Distributed Lock Manager
The Distributed Lock Manager is the component of the OpenVMS clustering software responsible for managing the nodes' access to shared resources. The first lock manager for a standalone system providing synchroni zation services for multiple processes residing on a single processor, as well as deadlock derection appeared in VAX/VMS V3.0 in 1982. The Distributed Lock Manager was designed by Steve Beckhardt and released in 1984 with VAX/VMS V4.0.
A resource is an entity the access to which is managed by the DLM: a file, a device, a volume, records within a file, cache buffers, etc. Each resource is represented by a unique abstract name that is agreed upon by all the cooperating processes. This name is entered into a distributed global namespace that is maintained by the DLM. When a process needs to access a resource, it requests a lock on that resource name from the DLM, and when that lock is granted, it accesses the resource. The lock manager does not actually allocate or control the resource, and that name does not have to represent an actual physical resource. This permits the lock manager services to be used for event notification and other communication functions, in addition to mutual exclusion functions. These names have common prefixes such as SYS$ for OpenVMS executive or F11B$ for XQP.
To permit maximum concurrency, resource names can be tree structured: for example, a device could be a root resource, consiting of files, consisting of records. Many resources such as databases have an inherent hierarchical structure that permits different parts to be accessed by different processes at the same time.

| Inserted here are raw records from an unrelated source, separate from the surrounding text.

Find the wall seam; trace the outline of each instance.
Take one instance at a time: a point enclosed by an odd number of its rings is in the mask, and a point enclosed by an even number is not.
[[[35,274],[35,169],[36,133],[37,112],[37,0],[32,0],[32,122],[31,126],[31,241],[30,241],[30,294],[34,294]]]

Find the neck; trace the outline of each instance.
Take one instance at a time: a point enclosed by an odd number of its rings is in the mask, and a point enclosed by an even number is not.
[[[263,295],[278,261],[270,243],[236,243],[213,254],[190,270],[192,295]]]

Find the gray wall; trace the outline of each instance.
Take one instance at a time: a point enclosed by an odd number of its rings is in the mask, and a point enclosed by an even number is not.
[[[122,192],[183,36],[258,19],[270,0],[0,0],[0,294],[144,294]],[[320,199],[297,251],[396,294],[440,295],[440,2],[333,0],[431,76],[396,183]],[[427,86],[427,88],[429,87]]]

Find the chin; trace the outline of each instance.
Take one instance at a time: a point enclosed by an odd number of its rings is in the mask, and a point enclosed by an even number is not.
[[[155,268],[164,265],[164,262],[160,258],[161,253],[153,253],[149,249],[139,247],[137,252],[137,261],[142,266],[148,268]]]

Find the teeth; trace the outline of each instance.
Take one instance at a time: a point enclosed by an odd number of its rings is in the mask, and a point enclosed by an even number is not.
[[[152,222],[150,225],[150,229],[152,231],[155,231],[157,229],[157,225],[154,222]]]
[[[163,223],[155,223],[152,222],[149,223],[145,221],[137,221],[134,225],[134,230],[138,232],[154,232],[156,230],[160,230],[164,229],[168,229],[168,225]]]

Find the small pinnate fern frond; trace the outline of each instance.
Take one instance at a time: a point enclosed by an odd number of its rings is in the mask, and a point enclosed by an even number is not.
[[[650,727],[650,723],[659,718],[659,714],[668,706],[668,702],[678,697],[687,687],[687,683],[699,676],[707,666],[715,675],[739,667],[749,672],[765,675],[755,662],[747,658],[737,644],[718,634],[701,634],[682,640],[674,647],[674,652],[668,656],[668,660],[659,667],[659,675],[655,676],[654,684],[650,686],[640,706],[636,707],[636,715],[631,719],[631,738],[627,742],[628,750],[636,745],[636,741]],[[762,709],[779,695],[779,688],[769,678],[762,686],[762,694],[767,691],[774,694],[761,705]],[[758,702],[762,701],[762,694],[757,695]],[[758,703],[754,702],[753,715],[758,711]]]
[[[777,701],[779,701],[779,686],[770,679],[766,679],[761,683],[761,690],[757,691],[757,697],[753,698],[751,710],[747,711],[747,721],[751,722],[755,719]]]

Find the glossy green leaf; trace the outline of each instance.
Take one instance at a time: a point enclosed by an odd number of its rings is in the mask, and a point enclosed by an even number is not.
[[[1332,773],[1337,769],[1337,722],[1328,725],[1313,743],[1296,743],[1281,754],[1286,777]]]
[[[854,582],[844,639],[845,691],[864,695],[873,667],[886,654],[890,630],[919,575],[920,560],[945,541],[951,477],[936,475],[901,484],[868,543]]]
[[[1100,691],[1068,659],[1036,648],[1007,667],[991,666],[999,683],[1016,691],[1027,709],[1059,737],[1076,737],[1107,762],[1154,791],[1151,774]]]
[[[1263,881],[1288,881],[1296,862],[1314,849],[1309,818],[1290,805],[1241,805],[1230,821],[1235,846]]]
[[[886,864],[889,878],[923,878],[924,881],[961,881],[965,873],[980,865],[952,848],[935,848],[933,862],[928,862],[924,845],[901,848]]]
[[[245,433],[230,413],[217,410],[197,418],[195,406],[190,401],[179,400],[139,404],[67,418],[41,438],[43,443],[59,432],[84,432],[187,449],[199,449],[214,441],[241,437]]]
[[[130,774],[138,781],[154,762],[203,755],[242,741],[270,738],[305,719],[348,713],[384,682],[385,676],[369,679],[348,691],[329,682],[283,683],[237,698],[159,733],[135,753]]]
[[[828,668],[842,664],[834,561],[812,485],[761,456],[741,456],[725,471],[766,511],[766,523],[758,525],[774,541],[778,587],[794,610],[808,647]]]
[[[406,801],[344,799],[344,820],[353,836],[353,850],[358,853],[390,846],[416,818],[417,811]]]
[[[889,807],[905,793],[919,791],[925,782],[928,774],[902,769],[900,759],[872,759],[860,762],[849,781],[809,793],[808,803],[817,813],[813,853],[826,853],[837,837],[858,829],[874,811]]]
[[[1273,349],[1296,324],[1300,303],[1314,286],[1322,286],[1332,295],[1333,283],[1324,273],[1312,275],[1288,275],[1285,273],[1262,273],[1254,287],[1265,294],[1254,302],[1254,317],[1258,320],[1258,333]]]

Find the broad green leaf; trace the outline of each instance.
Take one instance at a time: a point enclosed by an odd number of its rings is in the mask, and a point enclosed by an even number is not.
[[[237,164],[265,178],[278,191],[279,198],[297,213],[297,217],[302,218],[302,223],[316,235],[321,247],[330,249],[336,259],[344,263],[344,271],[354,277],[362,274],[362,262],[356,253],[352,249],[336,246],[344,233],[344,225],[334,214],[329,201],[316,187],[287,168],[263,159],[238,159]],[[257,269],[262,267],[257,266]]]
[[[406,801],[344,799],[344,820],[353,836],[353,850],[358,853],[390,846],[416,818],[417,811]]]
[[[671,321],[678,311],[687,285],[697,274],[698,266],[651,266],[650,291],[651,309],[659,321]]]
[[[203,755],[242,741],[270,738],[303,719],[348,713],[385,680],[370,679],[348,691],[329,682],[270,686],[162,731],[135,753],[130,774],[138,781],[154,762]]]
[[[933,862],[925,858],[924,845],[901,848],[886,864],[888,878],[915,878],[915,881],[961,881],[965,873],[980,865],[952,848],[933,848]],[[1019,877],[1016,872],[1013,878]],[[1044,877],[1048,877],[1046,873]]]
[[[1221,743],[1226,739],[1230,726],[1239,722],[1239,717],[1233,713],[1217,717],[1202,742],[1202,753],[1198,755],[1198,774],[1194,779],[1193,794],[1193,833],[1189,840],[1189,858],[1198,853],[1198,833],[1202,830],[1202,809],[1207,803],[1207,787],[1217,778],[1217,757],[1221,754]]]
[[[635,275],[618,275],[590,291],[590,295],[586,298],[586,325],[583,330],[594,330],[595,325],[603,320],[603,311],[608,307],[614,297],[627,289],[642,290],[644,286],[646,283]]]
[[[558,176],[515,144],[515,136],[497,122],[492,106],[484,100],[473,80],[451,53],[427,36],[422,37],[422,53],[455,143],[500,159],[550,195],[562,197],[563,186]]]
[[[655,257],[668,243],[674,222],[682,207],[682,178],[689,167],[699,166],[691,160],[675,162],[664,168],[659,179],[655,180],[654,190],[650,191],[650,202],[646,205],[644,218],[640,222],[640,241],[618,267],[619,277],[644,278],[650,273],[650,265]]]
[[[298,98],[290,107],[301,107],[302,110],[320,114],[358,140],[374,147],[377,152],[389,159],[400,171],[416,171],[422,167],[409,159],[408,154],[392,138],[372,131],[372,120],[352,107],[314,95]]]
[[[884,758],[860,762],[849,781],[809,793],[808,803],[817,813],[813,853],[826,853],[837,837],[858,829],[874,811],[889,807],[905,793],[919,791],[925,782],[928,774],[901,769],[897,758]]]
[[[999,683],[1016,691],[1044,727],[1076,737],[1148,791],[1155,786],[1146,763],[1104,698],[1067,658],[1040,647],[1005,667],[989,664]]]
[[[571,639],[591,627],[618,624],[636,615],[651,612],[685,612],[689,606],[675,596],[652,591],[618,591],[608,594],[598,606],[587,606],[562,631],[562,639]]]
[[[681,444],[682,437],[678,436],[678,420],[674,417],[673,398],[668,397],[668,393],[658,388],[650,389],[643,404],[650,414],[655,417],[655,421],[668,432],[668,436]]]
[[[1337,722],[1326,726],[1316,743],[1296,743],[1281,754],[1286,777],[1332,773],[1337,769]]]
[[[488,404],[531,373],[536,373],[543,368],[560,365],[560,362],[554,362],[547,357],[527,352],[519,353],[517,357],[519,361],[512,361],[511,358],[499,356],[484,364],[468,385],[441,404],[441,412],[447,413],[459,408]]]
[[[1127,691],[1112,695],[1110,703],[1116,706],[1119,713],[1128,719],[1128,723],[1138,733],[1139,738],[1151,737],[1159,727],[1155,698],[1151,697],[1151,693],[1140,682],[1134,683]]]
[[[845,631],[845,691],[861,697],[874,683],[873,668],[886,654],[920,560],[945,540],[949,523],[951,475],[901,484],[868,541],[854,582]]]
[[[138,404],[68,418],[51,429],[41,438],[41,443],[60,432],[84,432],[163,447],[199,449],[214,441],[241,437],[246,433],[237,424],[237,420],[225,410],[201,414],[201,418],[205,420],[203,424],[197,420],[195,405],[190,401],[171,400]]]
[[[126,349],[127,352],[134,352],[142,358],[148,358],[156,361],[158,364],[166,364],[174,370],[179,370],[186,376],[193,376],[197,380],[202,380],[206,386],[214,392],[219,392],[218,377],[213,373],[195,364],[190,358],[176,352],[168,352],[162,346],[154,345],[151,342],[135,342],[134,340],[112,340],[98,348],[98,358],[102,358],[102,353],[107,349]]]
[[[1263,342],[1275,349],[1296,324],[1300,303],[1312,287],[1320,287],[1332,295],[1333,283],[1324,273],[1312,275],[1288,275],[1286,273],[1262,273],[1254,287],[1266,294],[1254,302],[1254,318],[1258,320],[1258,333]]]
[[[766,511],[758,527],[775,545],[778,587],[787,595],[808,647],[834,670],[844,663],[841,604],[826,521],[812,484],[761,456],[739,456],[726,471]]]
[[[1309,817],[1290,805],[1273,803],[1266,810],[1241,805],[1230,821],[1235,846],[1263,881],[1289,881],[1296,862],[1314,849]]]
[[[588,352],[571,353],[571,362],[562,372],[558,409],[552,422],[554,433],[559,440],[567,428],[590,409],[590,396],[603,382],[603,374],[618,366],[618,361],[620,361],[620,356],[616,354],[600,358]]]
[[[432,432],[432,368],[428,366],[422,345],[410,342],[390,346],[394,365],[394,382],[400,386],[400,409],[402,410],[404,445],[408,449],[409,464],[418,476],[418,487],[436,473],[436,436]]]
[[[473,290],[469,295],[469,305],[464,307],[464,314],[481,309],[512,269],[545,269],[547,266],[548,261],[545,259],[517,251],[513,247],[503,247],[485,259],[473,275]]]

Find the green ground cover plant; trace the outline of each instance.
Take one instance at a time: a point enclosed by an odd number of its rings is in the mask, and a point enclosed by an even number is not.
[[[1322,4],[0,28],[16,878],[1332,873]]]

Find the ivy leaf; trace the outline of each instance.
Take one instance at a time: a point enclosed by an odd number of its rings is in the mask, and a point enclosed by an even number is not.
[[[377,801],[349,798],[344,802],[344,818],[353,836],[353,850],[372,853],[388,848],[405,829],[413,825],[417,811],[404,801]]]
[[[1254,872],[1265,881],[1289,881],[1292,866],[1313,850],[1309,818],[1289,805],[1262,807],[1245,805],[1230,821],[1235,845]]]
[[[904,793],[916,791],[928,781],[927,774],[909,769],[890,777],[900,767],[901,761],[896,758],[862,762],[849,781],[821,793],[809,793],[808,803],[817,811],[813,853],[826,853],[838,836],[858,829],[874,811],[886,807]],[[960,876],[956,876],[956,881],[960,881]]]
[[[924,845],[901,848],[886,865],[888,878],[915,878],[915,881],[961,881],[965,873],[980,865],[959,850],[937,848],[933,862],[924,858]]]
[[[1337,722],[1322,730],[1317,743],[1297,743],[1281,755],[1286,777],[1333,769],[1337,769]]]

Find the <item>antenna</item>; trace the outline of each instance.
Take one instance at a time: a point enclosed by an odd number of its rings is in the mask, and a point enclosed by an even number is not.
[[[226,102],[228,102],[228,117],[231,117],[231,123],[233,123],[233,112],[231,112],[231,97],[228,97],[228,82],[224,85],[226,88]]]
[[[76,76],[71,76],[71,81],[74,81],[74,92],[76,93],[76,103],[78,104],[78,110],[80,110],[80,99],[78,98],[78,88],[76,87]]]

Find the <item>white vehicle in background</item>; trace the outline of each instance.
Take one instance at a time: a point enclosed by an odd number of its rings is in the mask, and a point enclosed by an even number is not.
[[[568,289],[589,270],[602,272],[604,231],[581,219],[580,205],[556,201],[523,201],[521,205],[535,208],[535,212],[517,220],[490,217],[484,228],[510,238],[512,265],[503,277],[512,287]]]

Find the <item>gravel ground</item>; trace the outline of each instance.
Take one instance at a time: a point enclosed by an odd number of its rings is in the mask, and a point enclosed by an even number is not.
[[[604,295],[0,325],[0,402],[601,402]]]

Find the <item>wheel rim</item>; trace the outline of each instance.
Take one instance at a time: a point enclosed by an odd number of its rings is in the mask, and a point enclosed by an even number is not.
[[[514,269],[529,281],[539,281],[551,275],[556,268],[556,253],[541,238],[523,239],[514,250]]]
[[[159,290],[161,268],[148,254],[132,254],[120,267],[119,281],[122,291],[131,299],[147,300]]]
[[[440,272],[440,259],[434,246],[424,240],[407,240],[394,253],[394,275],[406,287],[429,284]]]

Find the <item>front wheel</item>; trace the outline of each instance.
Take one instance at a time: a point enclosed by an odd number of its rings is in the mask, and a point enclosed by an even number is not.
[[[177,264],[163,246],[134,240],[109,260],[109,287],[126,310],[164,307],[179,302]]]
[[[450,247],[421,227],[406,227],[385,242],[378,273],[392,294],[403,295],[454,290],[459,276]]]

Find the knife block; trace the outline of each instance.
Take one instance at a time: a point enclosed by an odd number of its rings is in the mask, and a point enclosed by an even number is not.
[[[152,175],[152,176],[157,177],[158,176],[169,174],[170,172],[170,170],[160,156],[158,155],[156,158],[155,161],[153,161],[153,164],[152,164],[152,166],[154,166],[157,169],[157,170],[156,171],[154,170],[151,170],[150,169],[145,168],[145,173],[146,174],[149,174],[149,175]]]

Locks have the following modes associated with the type of access the process will perform on the resource:
- Protected Read (share lock): grants read access to the resource and allows its sharing with other readers. No writers are allowed access to the resource.
- Protected Write (update lock): grants write access to the resource and allows its sharing with concurrent read-mode readers. No other writers are al lowed access to the resource.
- Concurrent Read: grants read access to the resource and allows sharing with other readers
- Concurrent Write: grants write access to the resource and allows its sharing with other writers
- Exclusive (exclusive lock): grants write access to the resource and prevents sharing the resource with any other readers or writers
- Null: future interest in the resource; placeholder for lock conversions
The following table determines whether or not a given mode is compatible with another mode:
The services provided by the lock manager are $ENQ (lock) and $DEQ (unlock). The $ENQ system service allows a process to request a lock on a resource from the lock manager. If the resource is currently locked by another process and the current lock mode is incompatible with the requested lock mode, the process requesting the lock may wait in the RWSCS state or continue execution; in that case when the lock request is granted, the $ENQ service provides asynchronous notification (AST). The caller can also signify that the request should not be queued, in that case if the lock is not granted immediately, the status is returned and the requesting process continues.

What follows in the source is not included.